Réponse : Première remarque : quand on parle de l'écart Nord/Sud, on ne fait pas allusion à l'écart entre riches et pauvres à l'intérieur de ces mêmes pays; c'est l'ensemble des pays sous-développés, avec leurs riches et leurs pauvres, que l'on compare à l'ensemble des pays industrialisés. La solution, pour un pays comme l'Ouganda ne passe pas obligatoirement par la prise du pouvoir par son prolétariat car cela ne changerait pas grand chose au niveau de vie général de l'Ouganda, ni à fortiori ne modifierait en quoi que ce soit le fameux écart Nord/Sud. Le problème est dans la néo-colonisation qui reste un problème d'oppression ethnique. Cependant à cette remarque, il faut en ajouter une autre. Dans ces pays dits en voie de développement, il y a des impérialismes ethniques intérieurs. Souvent même, ces dominations entre ethnies sont plus fortes et plus présentes qu'entre ethnies blanches et africaines. La solution, pour l'Afrique est donc avant tout le redécoupage des frontières et la redistribution des responsabilités à partir de zones linguistiques.

NOUVELLE DROITE (1980)
La "nouvelle droite" est un groupe d'intellectuels ayant ses assises à Paris et dont l'une des thèses, en 1979, fut le droit à la différence des cultures ; ce qui, a priori, nous paraît positif. Ceci dit, si nous analysons leur prise de position à travers les principes de l'ethnisme, plusieurs contradictions apparaissent. Et pour commencer dans le mot même : "droite" s'opposant à "gauche" qui implique une situation économique et pas ethnique. L'ethnisme n'est ni de gauche ni de droite puisqu'il n'est pas l'apanage d'une classe sociale particulière. Dans l'oppression ethnique d'une nation sur une autre, toutes les classes et tous les sexes peuvent être impliqués comme oppresseurs ou opprimés. Ce fut le cas de l'Algérie où la révolte ethnique réalisa l'union de toutes les classes composant la nation, y compris la petite bourgeoisie, pour lutter contre l'impérialisme.
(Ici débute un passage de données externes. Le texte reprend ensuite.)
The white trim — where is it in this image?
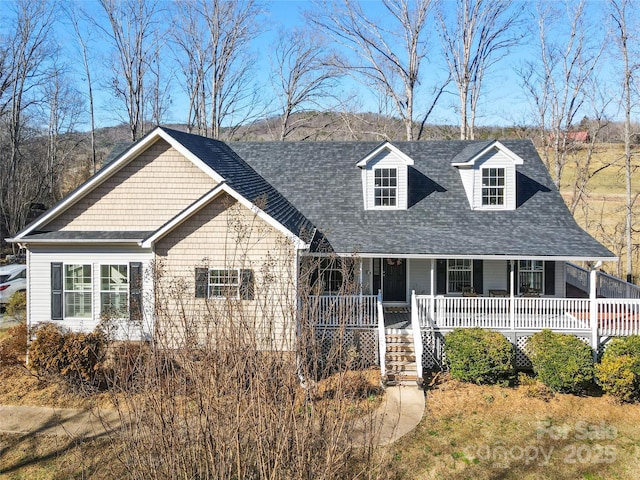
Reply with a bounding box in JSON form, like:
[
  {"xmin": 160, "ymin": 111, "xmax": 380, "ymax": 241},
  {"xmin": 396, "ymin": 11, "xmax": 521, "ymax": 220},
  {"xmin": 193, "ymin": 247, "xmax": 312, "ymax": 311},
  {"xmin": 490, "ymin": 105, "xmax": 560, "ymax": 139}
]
[
  {"xmin": 451, "ymin": 140, "xmax": 524, "ymax": 167},
  {"xmin": 302, "ymin": 252, "xmax": 619, "ymax": 262},
  {"xmin": 11, "ymin": 127, "xmax": 224, "ymax": 241},
  {"xmin": 356, "ymin": 142, "xmax": 414, "ymax": 168}
]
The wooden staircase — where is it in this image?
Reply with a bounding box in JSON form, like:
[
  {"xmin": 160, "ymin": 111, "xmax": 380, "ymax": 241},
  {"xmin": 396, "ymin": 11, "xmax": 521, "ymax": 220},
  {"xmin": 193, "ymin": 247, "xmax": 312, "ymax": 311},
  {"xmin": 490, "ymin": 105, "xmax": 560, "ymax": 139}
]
[{"xmin": 385, "ymin": 328, "xmax": 418, "ymax": 385}]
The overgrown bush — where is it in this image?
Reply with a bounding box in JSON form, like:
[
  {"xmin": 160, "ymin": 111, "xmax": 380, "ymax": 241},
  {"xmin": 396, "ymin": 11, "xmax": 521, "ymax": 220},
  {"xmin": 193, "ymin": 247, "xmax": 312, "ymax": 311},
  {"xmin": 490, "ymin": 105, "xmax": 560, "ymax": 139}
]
[
  {"xmin": 596, "ymin": 335, "xmax": 640, "ymax": 402},
  {"xmin": 29, "ymin": 323, "xmax": 107, "ymax": 385},
  {"xmin": 0, "ymin": 322, "xmax": 27, "ymax": 366},
  {"xmin": 527, "ymin": 330, "xmax": 593, "ymax": 393},
  {"xmin": 444, "ymin": 328, "xmax": 515, "ymax": 384}
]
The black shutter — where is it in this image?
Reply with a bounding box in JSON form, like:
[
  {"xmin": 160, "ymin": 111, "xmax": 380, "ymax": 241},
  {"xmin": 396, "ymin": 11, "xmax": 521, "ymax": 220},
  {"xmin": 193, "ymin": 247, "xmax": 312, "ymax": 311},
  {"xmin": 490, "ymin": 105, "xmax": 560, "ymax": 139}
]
[
  {"xmin": 240, "ymin": 269, "xmax": 254, "ymax": 300},
  {"xmin": 51, "ymin": 262, "xmax": 63, "ymax": 320},
  {"xmin": 473, "ymin": 260, "xmax": 484, "ymax": 295},
  {"xmin": 129, "ymin": 262, "xmax": 142, "ymax": 321},
  {"xmin": 436, "ymin": 259, "xmax": 447, "ymax": 295},
  {"xmin": 196, "ymin": 267, "xmax": 209, "ymax": 298},
  {"xmin": 507, "ymin": 260, "xmax": 520, "ymax": 295},
  {"xmin": 544, "ymin": 262, "xmax": 556, "ymax": 295}
]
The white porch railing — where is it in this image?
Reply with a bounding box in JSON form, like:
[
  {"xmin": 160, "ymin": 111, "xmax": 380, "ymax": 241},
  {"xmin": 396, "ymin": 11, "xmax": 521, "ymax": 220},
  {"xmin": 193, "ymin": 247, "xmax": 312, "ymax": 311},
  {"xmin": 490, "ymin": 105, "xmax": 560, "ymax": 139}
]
[
  {"xmin": 308, "ymin": 295, "xmax": 378, "ymax": 328},
  {"xmin": 412, "ymin": 295, "xmax": 590, "ymax": 330},
  {"xmin": 596, "ymin": 298, "xmax": 640, "ymax": 337}
]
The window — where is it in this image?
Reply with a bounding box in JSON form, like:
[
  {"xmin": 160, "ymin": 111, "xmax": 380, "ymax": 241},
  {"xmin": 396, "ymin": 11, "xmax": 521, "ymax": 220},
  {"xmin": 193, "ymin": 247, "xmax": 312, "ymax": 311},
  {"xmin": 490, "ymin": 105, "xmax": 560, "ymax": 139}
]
[
  {"xmin": 374, "ymin": 168, "xmax": 398, "ymax": 207},
  {"xmin": 518, "ymin": 260, "xmax": 544, "ymax": 294},
  {"xmin": 64, "ymin": 265, "xmax": 92, "ymax": 318},
  {"xmin": 209, "ymin": 268, "xmax": 240, "ymax": 298},
  {"xmin": 447, "ymin": 258, "xmax": 473, "ymax": 293},
  {"xmin": 100, "ymin": 265, "xmax": 129, "ymax": 318},
  {"xmin": 482, "ymin": 168, "xmax": 504, "ymax": 206}
]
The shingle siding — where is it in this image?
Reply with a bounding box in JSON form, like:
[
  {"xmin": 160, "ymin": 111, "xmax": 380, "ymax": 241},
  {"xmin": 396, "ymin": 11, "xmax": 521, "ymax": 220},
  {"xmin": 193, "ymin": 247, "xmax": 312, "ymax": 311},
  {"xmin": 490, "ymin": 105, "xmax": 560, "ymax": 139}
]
[{"xmin": 42, "ymin": 140, "xmax": 216, "ymax": 231}]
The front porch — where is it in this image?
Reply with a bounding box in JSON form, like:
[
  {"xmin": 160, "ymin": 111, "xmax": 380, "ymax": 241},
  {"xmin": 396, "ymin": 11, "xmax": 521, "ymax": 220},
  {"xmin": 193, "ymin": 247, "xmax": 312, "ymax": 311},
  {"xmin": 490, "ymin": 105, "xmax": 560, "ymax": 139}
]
[{"xmin": 309, "ymin": 264, "xmax": 640, "ymax": 378}]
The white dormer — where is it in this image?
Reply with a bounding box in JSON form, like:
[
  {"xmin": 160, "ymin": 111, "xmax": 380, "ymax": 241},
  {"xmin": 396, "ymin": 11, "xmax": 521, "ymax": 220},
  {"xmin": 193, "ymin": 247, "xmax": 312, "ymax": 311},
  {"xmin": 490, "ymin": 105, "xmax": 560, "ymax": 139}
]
[
  {"xmin": 452, "ymin": 141, "xmax": 523, "ymax": 210},
  {"xmin": 357, "ymin": 142, "xmax": 413, "ymax": 210}
]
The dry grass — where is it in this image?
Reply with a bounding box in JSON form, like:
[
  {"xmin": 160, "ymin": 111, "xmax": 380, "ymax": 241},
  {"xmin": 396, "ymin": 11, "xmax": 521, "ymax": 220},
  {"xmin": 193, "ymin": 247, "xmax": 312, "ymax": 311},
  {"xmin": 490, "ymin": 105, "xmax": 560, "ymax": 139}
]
[{"xmin": 389, "ymin": 381, "xmax": 640, "ymax": 479}]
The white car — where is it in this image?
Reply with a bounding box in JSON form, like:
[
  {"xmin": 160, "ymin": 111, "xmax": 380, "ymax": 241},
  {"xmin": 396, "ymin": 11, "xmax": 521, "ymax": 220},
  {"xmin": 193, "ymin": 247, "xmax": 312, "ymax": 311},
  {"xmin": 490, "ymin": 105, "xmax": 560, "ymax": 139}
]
[{"xmin": 0, "ymin": 264, "xmax": 27, "ymax": 307}]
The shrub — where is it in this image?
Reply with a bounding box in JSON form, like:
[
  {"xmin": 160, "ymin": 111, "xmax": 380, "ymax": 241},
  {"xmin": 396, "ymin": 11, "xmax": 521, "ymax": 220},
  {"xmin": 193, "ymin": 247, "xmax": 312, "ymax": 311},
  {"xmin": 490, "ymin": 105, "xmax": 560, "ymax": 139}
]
[
  {"xmin": 0, "ymin": 322, "xmax": 27, "ymax": 366},
  {"xmin": 527, "ymin": 330, "xmax": 593, "ymax": 393},
  {"xmin": 596, "ymin": 335, "xmax": 640, "ymax": 402},
  {"xmin": 444, "ymin": 328, "xmax": 515, "ymax": 384},
  {"xmin": 29, "ymin": 323, "xmax": 107, "ymax": 384}
]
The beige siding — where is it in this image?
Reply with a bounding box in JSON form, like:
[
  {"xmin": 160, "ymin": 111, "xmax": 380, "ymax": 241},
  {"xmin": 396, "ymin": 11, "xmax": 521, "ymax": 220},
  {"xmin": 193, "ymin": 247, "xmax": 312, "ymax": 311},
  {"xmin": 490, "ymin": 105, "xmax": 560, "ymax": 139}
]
[
  {"xmin": 156, "ymin": 195, "xmax": 296, "ymax": 349},
  {"xmin": 44, "ymin": 140, "xmax": 215, "ymax": 231}
]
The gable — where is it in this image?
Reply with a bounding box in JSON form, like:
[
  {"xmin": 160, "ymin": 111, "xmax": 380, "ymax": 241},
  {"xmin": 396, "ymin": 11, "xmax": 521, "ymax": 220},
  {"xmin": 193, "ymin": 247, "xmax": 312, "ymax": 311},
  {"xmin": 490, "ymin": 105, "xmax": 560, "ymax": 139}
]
[{"xmin": 40, "ymin": 139, "xmax": 216, "ymax": 231}]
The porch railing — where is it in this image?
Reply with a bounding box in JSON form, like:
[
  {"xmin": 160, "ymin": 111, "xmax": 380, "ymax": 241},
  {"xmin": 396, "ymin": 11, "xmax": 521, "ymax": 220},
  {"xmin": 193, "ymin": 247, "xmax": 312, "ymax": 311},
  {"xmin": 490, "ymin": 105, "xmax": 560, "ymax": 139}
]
[
  {"xmin": 307, "ymin": 295, "xmax": 378, "ymax": 328},
  {"xmin": 414, "ymin": 295, "xmax": 590, "ymax": 330}
]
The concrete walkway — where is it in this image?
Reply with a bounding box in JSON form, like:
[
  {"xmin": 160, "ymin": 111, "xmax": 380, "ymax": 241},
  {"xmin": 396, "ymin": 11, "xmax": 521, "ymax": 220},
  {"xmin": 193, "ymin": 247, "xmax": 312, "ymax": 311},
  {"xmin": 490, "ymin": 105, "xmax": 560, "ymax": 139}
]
[
  {"xmin": 352, "ymin": 384, "xmax": 425, "ymax": 445},
  {"xmin": 0, "ymin": 405, "xmax": 120, "ymax": 438},
  {"xmin": 0, "ymin": 385, "xmax": 425, "ymax": 446}
]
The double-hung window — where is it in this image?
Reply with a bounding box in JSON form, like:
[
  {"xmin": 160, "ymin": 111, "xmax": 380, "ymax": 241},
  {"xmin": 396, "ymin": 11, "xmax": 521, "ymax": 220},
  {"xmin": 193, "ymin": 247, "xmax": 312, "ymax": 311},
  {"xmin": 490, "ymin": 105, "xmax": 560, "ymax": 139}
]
[
  {"xmin": 518, "ymin": 260, "xmax": 544, "ymax": 294},
  {"xmin": 208, "ymin": 268, "xmax": 240, "ymax": 298},
  {"xmin": 100, "ymin": 264, "xmax": 129, "ymax": 318},
  {"xmin": 373, "ymin": 168, "xmax": 398, "ymax": 207},
  {"xmin": 447, "ymin": 258, "xmax": 473, "ymax": 293},
  {"xmin": 64, "ymin": 265, "xmax": 92, "ymax": 318},
  {"xmin": 482, "ymin": 168, "xmax": 504, "ymax": 206}
]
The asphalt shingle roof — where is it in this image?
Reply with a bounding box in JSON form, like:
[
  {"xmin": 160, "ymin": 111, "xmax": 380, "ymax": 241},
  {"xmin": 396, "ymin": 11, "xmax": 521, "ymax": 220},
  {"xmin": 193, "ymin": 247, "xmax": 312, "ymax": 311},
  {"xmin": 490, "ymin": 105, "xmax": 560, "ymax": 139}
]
[{"xmin": 229, "ymin": 140, "xmax": 614, "ymax": 258}]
La théorie ethniste se définit autour de l'octroi d'un certain nombre de droits aux peuples du monde. Droits qui excluent toute hiérarchisation de leurs différences. Au contraire, le discours tenu par la "nouvelle droite" glisse toujours vers une hiérarchisation des cultures et octroie une valeur quasi mystique à la civilisation indo-européenne. En fait, cette civilisation a cessé d'exister depuis longtemps et les différences entre Grecs, Danois, Espagnols ou Russes, tous indo-européens, n'ont fait que s'accentuer : la nouvelle droite est à la recherche d'une unité perdue, supposée édénique. C'est ce discours-là qui peut être taxé de passéiste et non celui des ethnistes. Bref, en prétextant le droit à la différence, il établit un jugement de valeur glorifiant une civilisation européenne utopique, ce qui revient à tronquer la réalité au profit d'une idéologie raciste.